2. Disconnect the kill wire(s) from the pack and connect a DC voltmeter between the kill wires and engine ground. Turn the ignition switch on and off several times. If, at any time, you see DC voltage appearing on the meter, there is a problem in the harness or ignition switch. NOTE: At no time should you see battery voltage on any kill wires.

3. Visually inspect stator for cracks or leaks: If found, replace the stator. Burnt marks or discolored areas on the battery charge windings indicate a possible problem with the rectifier.

4. Unit will not fire: Disconnect kill wire AT THE PACK. Check for broken or bare wires on the unit, stator and timer base. Measure DVA voltage of the stator with everything connected. Readings should be approximately 150 volts or more. On standard CD types, check DVA voltage on the timer base white wire, Voltage should be approximately 150 volts or more (Quick start units usually have the white wire tied to ground inside the pack). If reading is good on the stator but low on the white wire, the timer base is usually bad. Disconnect the rectifier. If the engine fires, replace the rectifier.

5. '88-'96 V6 and V8 Quick start timer bases: Disconnect the timer base. Using the Fluke meter set to ohms scale, and one of the piercing probes, connect the red lead from the meter to the white wire in the Amphenol connector from the timer base. Use the black lead from the meter and check to all of the pastel colored wires in both connectors from the timer base. All of the readings should be fairly even, normally between 1 and 2 meg ohms measured with the Fluke meter. With the red lead still connected to the white wire, connect the black meter lead to the black/white wire in the opposite connector from the timer base. You should read approximately 220 ohms (440 ohms on the GT 150/175). It one of more cylinders are out of line, (i.e. all the rest are reading 1.2 - 1.8 meg ohms and one reads 0.898 or 2.2 meg ohms) the timer base is usually bad.

6. '92-96 Looper units with optical triggers: DVA check the stator, each set of brown wires should read at least 150V (950-1050 ohms) and 12 volts between the two orange wires from the power coil (50 ohms). Note these units require special spark plugs and the GRAY spark plug wires, If the pack only fires when you remove the plug connector containing the kill wires, use a jumper wire to connect the kill wires in the pack. If the pack still fires, there is a problem in the harness, safety circuit or ignition switch. A no fire situation with the jumper in place indicates a bad pack.

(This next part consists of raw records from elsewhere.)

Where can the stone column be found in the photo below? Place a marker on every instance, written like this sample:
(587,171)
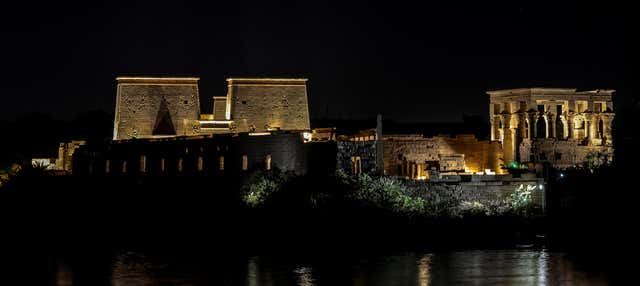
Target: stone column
(533,116)
(552,131)
(570,125)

7. '89.'95 4 cylinder Looper units: If the engine misses on one cylinder with the white/black temperature wire hooked up and does not with it unhooked, this is usually the timer base causing the problem.

8. For PP4 units: Cylinder 1 & 3 or 2 & 4 will not fire: Check timer base resistance between 1-3 and 2-4. Reading should read 10-20 ohms on each. Check air gap on sensor coils. If re-gaping is needed use Rapair R97-2 Sensor Gap Gauge.

9. Engine will not kill: Remove the black/yellow kill wire from the rubber connector to see if the pin is broken. Check kill circuit in the pack by using a jumper wire connected to the black/yellow wire coming out of the pack and shorting it to ground. If this kills the engine, the kill circuit in the harness or boat is bad, or the ignition switch is bad.

10. Coils fire with spark plugs out but not in: Check for dragging starter or low battery causing slow cranking speed DVA test stator and timer base

11. Engine runs rough on one bank (4 & 6 cylinder engines with CD ignitions): DVA check stator voltage to both sides. The readings should be fairly equal. If it exceeds 400 volts, replace the pack on that bank. If unequal, swap banks with stator leads and see if the problem moves with the stator leads. If it does, replace the stator, Disconnect one of the black/yellow kill wires, AT THE PACK, If the problem is eliminated, replace the pack that was running smooth as it probably has a bad blocking diode.

12. Intermittent firing on one or more cylinders: Low voltage from the stator or a bad timer base. Disconnect rectifier and retest. If the problem disappears, replace the rectifier.

13) Check for broken wires and terminals: Especially check inside the rubber Amphenol plug-in connectors. We recommend that you remove the pins from the connectors and visually inspect them.